Our recent case of National Distillers v. Guthrie, 443 So.2d 354 (Fla. 1st DCA 1984), which also involved a wage-loss claim by a claimant engaged in real estate sales, requires rejection of the E/C's contentions[2]unless the 1983 amendment to § 440.15(3)(b)2 indicates that a different result should be reached.[3] The portion of the statute added by Chapter 83-305, Laws of Florida, is emphasized in the following excerpt from Section 440.15(3)(b)2:
Whenever a wage-loss benefit as set forth in subparagraph 1. may be payable, the burden shall be on the employee to establish that any wage loss claimed is the result of the compensable injury. It shall also be the burden of the employee to show that his inability to obtain employment or to earn as much as he earned at the time of his industrial accident, is due to physical limitation related to his accident and not because of economic conditions or the unavailability of employment.
This court's interpretation of the amended section in City of Clermont v. Rumph, 450 So.2d 573 (Fla. 1st DCA 1984), is relevant. There, the employer and carrier argued that the amendment precludes an award of wage-loss benefits unless a claimant establishes that economic conditions do not affect his employability. We rejected that construction of the statute as amended and held:
We construe the amendment, instead, as precluding an award of wage loss benefits when predicated solely on economic considerations unrelated to a claimant's physical limitations by ordinary proximate cause standards. We further read the amendment as emphasizing the requirement that claimant shall present evidence indicating that the compensable physical limitation is a contributing causative factor in the wage loss claimed. Claimant's initial burden under the amended language, therefore, is to present evidence, by job search when appropriate, which reasonably permits a conclusion that the compensable physical limitation was an element in the causal chain resulting in or contributing to the wage loss.
Id. at 576.
We hold that there was competent substantial evidence in the instant case indicating that claimant's compensable physical limitation was a contributing causative factor in the wage loss claimed. The claimant's present employment in the real estate business, instead of the kind of regular income job he had with the employer, is attributable to his disability. It was established by the previous 1980 unappealed order that the claimant was, by reason of his permanent impairment, unable to continue *593 performing the kind of work for which he had training and experience, that it was necessary for him to submit to education and training in another field of endeavor and that real estate sales was a reasonable avenue for the claimant to pursue. And the 1980 order, therefore, required the E/C to reimburse the claimant for his expenses in obtaining his real estate license. Further, the testimony clearly shows that the claimant has conscientiously and enthusiastically pursued his new vocation over the past several years and his earnings therefrom have steadily increased as a consequence of his efforts.

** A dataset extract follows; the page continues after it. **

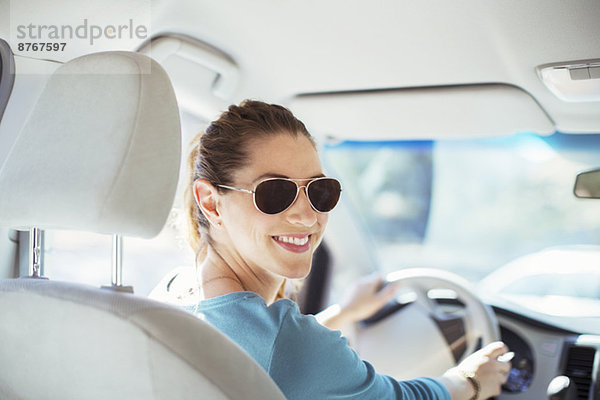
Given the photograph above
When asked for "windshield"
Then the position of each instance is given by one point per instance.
(478, 206)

The E/C does not contend that the claimant failed to put forth reasonable diligence in his efforts to sell real estate during the months in question when his earnings were meager. In fact, the evidence is undisputed that the claimant devoted full time and considerable effort in connection with his real estate sales work. It has not been shown that claimant limited his income or declined appropriate employment that was more lucrative.